As for DG, his footwork seems fine. He does a great job stepping into the pocket to escape outside again, avoiding the rush. The biggest worry here is his eyes. He appears to do only a passing glance to the right side of the field and seems pretty intent on throwing to the left. The 12 man defense probably had a lot to do with that, but it’s something else to keep an eye on.
So we see a lot of similarities in the pass plays. Fairly simple concepts, lots of high/low concepts, and fairly easy reads. It seems on a few plays the DG’s decision making was good, even on the scrabbles. His footwork remains the big issue, and continuing to grow through progressions. He appears to be able to, for the most part, determine the coverage type and pick one or two reads off of that. Michigan is spending a lot of bodies in protection and doing a lot of play action. Relying so heavy on play action could be construed as a little worrisome for the O-line and the receivers ability to get separation, or it could be interpreted that Michigan has a good run game and you should set up the pass with the run. I think it’s a bit of both, but I think Michigan wants to be a heavy play action team, so I’m not surprised by this.
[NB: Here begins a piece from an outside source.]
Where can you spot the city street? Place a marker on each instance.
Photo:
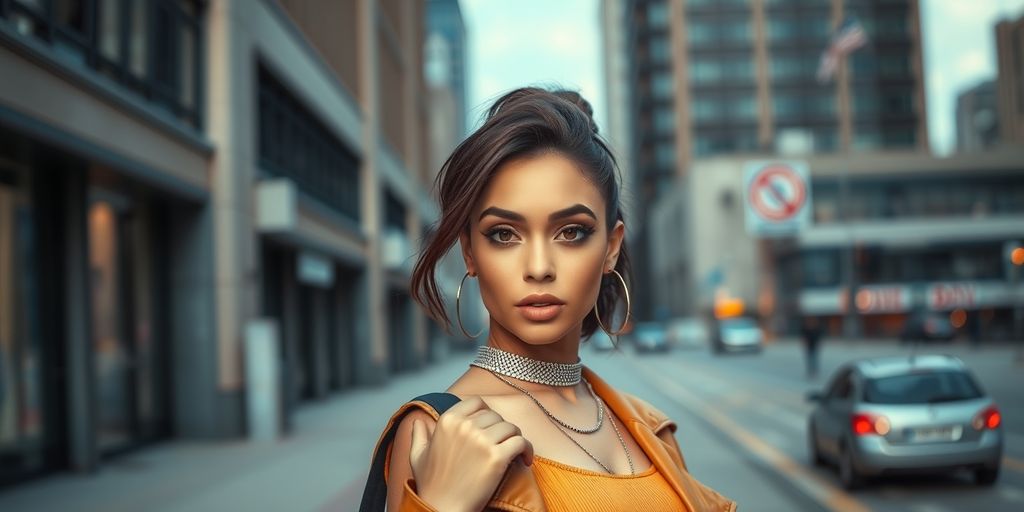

As far as defense, very vanilla, but no big busts in coverage, which is always good to see in spring.
If you have any questions or comments for me, please let me know. If you think formatting should be different I’d be glad to hear. I would like to embed the video at the exact point for each play but I can’t seem to figure out how to do that, so I’ll stick with this method for now. Anyway, at least one more of these coming to finish off the DG pass plays. I will probably do another one after that sometime on select run plays that I’ve seen, and maybe one that focuses on Bellomy some and how he is progressing.
Thanks for these write ups, it really helps as someone who has never played/coached before. Since it seems a big part of Borges' game plan is to force defenses into leaving someone uncovered with the high/low stuff does WR speed become less important than catching ability and route running? Just wondering because of the types of WRs the staff seems to be recruiting.
These concepts are relatively normal. Route running is always extremely important, but so is stretching the field. The high/low concept probably relies more heavily on route running, but is also something used to beat zone concepts. Against man coverage you still need to beat the guy, and route running is still a big part of that, but so is pure speed. I think speed is always desired, so is good route running (obviously), and you need at least one or the other to be successful.
I really appreciate your work here. It's at a level of sophistication that is just right for a lifelong fan and two-year Mgoblog devotee. It's one thing to read about these concepts at Smart Football, etc., but more enjoyable to have them explained in the context of evaluating Michigan-specific plays and players. Keep up the great work!